Assuming that you fall into the category of the vast majority of golfers who want to improve their game how do you go about it? For most people the answer lies in spending some time with a golf professional at their local club. But for this investment of time and money to be most valuable you have to know what aspect of your game you want to improve. For example, you might be looking for tips on how to improve your swing, your putting, your chipping, your putting, your driving, your iron shots or your fairway woods.
As you can see just from these examples, there are many aspects to a golfer’s game and you simply can’t hope to improve them all at once. Therefore, it is imperative that you narrow it done so that your golf pro can give specific attention to the part of your game you most want to improve. In some cases this might be obvious.
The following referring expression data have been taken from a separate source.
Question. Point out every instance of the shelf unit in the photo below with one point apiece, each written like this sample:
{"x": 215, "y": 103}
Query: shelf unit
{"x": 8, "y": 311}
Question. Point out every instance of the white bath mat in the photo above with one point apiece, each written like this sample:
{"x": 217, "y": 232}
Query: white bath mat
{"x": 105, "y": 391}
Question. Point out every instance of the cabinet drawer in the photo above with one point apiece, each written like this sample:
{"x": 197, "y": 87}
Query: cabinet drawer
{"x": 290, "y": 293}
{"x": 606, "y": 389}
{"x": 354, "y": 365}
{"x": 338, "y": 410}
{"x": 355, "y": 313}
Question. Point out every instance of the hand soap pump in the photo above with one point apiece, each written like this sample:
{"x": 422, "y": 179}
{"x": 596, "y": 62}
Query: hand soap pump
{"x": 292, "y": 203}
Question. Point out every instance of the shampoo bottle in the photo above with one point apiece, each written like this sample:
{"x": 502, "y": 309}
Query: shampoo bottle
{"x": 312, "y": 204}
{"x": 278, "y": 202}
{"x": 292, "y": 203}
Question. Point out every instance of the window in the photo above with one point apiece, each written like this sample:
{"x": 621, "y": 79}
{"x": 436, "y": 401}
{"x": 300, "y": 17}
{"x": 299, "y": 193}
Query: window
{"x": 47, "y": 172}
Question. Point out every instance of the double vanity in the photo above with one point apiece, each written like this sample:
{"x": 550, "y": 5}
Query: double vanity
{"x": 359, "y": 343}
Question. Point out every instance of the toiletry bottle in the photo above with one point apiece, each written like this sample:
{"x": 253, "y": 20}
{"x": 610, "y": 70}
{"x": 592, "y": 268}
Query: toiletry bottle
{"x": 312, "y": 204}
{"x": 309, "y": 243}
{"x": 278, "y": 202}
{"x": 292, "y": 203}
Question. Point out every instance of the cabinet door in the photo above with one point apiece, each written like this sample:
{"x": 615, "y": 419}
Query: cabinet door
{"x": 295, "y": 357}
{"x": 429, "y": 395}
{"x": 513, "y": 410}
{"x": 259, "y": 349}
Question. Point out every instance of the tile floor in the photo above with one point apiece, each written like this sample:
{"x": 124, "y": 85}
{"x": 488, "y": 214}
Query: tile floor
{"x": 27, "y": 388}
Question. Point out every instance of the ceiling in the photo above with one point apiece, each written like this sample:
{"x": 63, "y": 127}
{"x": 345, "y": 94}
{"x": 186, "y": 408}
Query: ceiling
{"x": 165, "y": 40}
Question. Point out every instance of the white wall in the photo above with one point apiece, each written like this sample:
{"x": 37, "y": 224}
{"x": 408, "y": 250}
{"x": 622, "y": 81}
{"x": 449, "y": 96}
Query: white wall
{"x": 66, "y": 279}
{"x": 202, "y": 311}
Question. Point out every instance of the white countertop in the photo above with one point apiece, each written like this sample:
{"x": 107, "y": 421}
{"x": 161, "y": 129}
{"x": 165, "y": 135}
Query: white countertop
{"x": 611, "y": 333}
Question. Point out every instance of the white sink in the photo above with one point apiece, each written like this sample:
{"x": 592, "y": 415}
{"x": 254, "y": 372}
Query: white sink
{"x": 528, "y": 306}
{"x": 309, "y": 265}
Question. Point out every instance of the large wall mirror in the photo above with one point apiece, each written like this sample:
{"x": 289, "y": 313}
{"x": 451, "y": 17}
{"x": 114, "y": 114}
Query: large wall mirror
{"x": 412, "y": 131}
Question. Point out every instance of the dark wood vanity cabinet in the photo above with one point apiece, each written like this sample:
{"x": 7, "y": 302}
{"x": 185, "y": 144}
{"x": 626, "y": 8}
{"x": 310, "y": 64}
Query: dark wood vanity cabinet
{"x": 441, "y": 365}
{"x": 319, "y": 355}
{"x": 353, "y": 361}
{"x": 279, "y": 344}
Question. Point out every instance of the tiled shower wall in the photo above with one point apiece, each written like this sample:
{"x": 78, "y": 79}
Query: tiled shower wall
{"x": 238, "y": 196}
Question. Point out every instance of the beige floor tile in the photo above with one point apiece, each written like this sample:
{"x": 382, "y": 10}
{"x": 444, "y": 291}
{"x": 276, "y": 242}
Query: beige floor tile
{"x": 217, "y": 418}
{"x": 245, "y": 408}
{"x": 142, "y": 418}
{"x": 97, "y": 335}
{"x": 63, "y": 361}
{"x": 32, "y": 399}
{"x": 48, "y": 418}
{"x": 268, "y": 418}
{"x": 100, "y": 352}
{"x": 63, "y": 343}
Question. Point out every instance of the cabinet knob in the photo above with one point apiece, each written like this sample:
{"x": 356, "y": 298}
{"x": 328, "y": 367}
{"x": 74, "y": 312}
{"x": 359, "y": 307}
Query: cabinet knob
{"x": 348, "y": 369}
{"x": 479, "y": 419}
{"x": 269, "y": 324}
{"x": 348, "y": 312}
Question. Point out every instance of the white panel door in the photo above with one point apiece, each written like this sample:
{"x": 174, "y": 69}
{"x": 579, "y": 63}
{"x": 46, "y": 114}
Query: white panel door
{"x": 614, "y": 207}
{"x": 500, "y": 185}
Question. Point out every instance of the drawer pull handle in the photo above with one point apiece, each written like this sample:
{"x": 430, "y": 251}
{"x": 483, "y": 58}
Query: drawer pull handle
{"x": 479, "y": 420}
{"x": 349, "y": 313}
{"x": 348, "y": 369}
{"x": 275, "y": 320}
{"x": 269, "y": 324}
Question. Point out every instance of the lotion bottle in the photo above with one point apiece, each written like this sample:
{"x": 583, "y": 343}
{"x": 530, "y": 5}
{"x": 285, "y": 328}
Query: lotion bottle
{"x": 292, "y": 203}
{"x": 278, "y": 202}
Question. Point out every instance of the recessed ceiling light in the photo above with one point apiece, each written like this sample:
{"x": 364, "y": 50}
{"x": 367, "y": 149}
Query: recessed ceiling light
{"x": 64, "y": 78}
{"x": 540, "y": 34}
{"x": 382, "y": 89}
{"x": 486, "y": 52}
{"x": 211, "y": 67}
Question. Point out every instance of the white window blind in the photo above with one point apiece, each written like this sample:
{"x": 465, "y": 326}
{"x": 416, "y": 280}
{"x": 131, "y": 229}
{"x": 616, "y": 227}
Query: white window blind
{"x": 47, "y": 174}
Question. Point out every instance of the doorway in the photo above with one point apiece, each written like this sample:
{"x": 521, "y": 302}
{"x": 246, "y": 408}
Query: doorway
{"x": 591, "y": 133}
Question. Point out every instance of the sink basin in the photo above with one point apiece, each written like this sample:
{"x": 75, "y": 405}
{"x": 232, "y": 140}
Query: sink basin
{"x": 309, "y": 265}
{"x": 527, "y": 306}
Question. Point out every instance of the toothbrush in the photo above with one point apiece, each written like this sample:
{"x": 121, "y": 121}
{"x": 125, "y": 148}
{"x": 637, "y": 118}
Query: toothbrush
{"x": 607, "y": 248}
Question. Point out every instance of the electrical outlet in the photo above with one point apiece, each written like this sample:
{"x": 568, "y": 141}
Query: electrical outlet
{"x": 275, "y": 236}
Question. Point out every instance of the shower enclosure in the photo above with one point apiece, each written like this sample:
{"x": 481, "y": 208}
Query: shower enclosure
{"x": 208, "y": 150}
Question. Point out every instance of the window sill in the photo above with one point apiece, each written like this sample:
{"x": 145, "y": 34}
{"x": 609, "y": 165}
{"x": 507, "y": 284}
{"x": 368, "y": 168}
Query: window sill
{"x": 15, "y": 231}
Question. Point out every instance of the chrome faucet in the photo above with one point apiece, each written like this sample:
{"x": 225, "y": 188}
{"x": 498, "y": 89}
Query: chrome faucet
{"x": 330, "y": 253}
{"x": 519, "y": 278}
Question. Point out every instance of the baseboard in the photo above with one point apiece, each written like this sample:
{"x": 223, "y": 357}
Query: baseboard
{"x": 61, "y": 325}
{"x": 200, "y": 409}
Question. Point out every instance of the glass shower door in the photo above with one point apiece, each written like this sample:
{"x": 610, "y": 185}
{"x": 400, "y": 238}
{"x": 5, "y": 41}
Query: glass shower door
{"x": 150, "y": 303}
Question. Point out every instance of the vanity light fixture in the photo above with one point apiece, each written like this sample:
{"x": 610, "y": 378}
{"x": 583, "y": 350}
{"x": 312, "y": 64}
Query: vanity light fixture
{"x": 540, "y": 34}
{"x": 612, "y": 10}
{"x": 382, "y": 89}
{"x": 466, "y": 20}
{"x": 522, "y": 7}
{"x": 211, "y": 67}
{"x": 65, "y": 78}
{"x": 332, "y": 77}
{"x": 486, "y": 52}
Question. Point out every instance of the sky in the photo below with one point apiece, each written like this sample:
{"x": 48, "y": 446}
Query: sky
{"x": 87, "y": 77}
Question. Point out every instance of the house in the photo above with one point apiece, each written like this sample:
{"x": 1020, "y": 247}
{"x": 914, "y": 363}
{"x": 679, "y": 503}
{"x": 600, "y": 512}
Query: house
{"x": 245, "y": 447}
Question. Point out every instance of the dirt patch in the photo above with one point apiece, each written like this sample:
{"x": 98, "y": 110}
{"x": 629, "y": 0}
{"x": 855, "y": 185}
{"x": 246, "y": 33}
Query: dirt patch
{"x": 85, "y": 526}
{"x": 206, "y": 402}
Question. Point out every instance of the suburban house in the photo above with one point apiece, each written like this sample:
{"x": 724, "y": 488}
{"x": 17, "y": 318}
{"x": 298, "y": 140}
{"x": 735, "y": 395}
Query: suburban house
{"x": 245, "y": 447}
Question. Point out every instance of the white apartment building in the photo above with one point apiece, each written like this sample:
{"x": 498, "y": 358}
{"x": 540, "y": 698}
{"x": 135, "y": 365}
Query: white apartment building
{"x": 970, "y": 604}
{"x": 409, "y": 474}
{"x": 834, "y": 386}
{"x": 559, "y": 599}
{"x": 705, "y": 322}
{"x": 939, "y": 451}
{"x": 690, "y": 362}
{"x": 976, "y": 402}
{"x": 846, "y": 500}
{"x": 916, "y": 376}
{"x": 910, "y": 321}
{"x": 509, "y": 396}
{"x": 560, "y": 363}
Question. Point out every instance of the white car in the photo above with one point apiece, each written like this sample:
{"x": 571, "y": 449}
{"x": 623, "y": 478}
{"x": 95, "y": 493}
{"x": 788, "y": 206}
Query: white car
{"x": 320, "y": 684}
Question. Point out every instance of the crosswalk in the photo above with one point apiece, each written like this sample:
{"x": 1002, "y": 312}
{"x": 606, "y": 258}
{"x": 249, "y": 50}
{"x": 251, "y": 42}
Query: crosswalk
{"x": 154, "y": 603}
For example, if you keep slicing your irons off the fairway or taking three putts when you know you should be taking two, these become fairly obvious elements that you can ask your golf coach to work on.
But what if your game is suffering from a multitude of minor problems? Perhaps there is nothing obvious but it just doesn’t feel like you are playing at the top of your game or perhaps, you have some good holes and some bad ones and your aim is to improve your consistency. How do you go about narrowing down what you need to work on?
I’d like to share a tip with you that I stumbled across by accident. This only came about because I had four pre-paid golf lessons that were about to expire and I used them to play nine holes with the golf pro at my local club. We just played and chatted and he didn’t coach me once. At the end of the nine holes we went to the clubhouse for some lunch and went through his notes. He had identified four areas of my game that I should work on including my swing, my chipping, my pitching and my stance. He suggested that we should have a lesson on each of these aspects of my golf game followed by me practicing at the driving range and on the course.
As it was the end of the season I decided to wait until the following year and I took him up on his suggestion at the beginning of the following season. We started with stance and swing, then a few weeks later we worked on the pitching and finally, the pitching. By the end of the season my handicap had come down by six shots which of course, I was delighted by.
We then had another nine holes at the end of the season and worked out a coaching plan for the new season. And that’s where I am at now, waiting for the new season to start so that I can improve my golf game and my handicap further still.
So my advice is this, get a golf pro to analyze your game and identify what you need to work on before you have any lessons.